In most communities, transit advocates have the power on Election Day to do more than select candidates for elected office. Citizens can enact legislation, fund projects or approve amendments using citizen initiated ballot measures. In twenty-four states and the District of Columbia, citizens have the right to adopt laws and amend state constitutions by placing legislation directly on the ballot for approval or rejection. Additionally, most localities allow some form of initiative either at the town, city or county level.
“I know of no safe repository of the ultimate power of society but the people…” –Thomas Jefferson
Quick Facts About Ballot Measures:
- Nearly 90 percent of American cities, towns and municipalities offer some form of referendum or initiative procedure.
- No national initiative or referendum process exists in the United States.
- Ballot measure campaigns tend to increase voter turn out in mid-term elections, but not in presidential election years.
- No state limits financial contributions to ballot measure campaigns.
- 60% of all initiative activity has taken place in just six states (Arizona, California, Colorado, North Dakota, Oregon and Washington), even though 24 states have the statewide initiative process.
Five Basic Types of Ballot Measures:
Any issue on a ballot other than a candidate for office.
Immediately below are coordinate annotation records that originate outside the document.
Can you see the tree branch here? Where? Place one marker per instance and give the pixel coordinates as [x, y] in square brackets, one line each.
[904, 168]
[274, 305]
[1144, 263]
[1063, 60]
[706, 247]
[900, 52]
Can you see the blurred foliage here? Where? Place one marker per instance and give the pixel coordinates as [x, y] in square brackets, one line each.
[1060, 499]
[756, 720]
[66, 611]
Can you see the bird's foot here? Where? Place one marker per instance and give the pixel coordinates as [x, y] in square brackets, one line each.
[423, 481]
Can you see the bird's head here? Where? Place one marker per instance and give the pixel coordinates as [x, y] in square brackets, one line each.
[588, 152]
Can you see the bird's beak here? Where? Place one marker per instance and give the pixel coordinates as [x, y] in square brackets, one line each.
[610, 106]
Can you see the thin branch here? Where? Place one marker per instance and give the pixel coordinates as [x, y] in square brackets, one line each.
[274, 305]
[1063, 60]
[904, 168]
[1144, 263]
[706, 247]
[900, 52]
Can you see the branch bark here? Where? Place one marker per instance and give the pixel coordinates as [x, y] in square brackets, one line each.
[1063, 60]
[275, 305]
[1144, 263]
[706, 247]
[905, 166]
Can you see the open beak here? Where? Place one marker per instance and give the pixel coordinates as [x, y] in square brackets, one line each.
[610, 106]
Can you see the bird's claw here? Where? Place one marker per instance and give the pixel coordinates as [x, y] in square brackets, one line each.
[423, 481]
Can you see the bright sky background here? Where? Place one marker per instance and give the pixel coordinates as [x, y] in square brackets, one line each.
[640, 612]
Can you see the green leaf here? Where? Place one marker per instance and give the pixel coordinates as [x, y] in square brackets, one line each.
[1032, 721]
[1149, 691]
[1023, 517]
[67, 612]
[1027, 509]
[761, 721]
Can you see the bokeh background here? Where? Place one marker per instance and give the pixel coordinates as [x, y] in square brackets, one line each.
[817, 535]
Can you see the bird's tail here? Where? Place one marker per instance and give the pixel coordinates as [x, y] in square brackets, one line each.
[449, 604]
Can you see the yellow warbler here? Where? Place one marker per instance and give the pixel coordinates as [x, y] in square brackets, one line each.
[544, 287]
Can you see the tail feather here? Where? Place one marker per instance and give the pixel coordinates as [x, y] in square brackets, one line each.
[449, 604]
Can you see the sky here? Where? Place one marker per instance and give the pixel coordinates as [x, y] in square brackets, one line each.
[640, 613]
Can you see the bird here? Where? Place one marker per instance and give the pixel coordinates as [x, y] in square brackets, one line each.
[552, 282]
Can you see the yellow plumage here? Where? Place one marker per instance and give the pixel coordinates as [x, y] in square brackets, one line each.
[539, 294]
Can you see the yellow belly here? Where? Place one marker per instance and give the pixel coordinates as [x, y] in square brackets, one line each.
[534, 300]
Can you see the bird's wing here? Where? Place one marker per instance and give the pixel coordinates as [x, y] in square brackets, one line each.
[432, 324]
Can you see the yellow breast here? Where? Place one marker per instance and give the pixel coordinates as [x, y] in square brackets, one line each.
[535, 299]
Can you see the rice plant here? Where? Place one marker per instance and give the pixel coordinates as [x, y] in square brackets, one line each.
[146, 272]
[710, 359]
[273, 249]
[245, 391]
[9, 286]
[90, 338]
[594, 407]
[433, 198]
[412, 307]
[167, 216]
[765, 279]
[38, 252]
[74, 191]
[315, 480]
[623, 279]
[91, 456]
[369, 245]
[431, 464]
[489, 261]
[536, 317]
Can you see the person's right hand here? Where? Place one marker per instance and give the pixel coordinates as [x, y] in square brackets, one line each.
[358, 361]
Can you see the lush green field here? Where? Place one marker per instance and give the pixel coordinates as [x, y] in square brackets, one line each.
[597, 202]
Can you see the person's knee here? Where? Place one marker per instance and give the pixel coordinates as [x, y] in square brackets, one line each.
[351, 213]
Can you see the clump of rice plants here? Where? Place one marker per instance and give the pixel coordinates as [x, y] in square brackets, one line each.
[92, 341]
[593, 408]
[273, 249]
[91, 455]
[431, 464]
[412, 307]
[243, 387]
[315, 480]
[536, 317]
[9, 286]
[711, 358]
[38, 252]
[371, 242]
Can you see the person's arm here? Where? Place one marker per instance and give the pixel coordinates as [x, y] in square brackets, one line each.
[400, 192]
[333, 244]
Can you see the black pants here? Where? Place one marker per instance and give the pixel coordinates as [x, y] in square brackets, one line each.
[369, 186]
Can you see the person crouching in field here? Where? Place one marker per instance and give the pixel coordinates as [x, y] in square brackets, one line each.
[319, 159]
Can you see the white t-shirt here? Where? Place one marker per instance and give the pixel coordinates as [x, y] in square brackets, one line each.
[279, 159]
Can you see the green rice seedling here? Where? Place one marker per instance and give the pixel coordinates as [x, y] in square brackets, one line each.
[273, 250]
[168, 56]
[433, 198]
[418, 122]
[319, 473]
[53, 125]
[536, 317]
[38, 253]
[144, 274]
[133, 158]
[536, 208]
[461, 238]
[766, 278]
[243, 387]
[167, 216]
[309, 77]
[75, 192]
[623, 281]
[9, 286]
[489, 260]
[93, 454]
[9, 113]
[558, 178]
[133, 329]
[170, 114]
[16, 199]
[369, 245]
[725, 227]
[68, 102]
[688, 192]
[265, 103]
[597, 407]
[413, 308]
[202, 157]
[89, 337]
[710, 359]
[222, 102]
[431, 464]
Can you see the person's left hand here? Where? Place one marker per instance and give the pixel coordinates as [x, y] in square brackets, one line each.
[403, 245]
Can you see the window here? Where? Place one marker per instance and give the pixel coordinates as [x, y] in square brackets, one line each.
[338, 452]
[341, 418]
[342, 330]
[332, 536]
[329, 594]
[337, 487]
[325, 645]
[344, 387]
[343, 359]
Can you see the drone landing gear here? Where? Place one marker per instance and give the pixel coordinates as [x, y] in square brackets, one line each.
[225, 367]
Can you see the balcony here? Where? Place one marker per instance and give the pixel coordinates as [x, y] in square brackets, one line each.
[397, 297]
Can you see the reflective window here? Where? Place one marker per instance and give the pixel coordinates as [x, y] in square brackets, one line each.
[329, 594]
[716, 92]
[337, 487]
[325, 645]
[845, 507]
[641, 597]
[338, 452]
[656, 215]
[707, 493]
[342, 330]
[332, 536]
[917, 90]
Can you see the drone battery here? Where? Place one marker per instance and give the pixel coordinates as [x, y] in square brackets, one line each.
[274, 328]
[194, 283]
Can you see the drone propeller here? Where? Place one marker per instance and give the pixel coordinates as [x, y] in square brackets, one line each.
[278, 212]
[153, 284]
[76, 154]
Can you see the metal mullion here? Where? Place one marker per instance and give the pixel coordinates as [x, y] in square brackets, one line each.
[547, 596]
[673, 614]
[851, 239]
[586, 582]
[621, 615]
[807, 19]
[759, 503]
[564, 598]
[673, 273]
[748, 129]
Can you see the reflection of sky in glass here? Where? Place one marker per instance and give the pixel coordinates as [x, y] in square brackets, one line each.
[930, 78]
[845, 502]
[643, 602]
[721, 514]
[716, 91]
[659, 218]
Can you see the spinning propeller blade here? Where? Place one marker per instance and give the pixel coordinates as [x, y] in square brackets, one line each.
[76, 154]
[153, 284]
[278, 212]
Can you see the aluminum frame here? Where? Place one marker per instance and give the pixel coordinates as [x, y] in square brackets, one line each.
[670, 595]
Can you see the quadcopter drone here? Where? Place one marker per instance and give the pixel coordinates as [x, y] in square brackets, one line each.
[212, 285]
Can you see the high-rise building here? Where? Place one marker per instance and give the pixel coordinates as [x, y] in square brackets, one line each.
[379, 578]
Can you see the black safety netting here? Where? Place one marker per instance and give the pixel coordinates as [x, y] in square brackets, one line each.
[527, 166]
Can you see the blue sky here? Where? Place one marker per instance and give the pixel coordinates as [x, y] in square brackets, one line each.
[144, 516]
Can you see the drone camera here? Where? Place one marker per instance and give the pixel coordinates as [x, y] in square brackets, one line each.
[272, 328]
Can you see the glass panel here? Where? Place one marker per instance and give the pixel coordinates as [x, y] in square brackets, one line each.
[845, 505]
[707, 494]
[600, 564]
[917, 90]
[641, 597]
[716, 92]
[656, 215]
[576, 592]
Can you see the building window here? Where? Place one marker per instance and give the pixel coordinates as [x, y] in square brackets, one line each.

Initiatives and referendums are two types of ballot measures.
Initiatives are when citizens collect signatures on a petition in order to place questions on the ballot for adoption or rejection by the voting public. If a specified number of voters sign a petition in favor of an idea, the proposal goes either to the voters or to a lawmaking body, which are then required to vote on the issue. Anyone may put together an initiative campaign. Initiatives often ask advisory questions, propose memorials, outline potential statutes or amend a state constitution.
This is a proposal that has been “referred” to the ballot by a state legislature. Legislative referendums usually create laws, amend the state constitution or refer bond questions. All states allow the legislative referendum process.
Referendum (or Popular Referendum):
A referendum is when citizens collect signatures on a petition in order to bring about a public vote on specific legislation that was enacted by their legislature. A constitutional referendum asks voters to approve or reject an amendment to the state constitution. Many cities and states also allow statutory referendums, in which citizens vote on laws passed by the legislature or proposed by an initiative.
A recall is a ballot measure initiated by citizens to remove an elected official from office.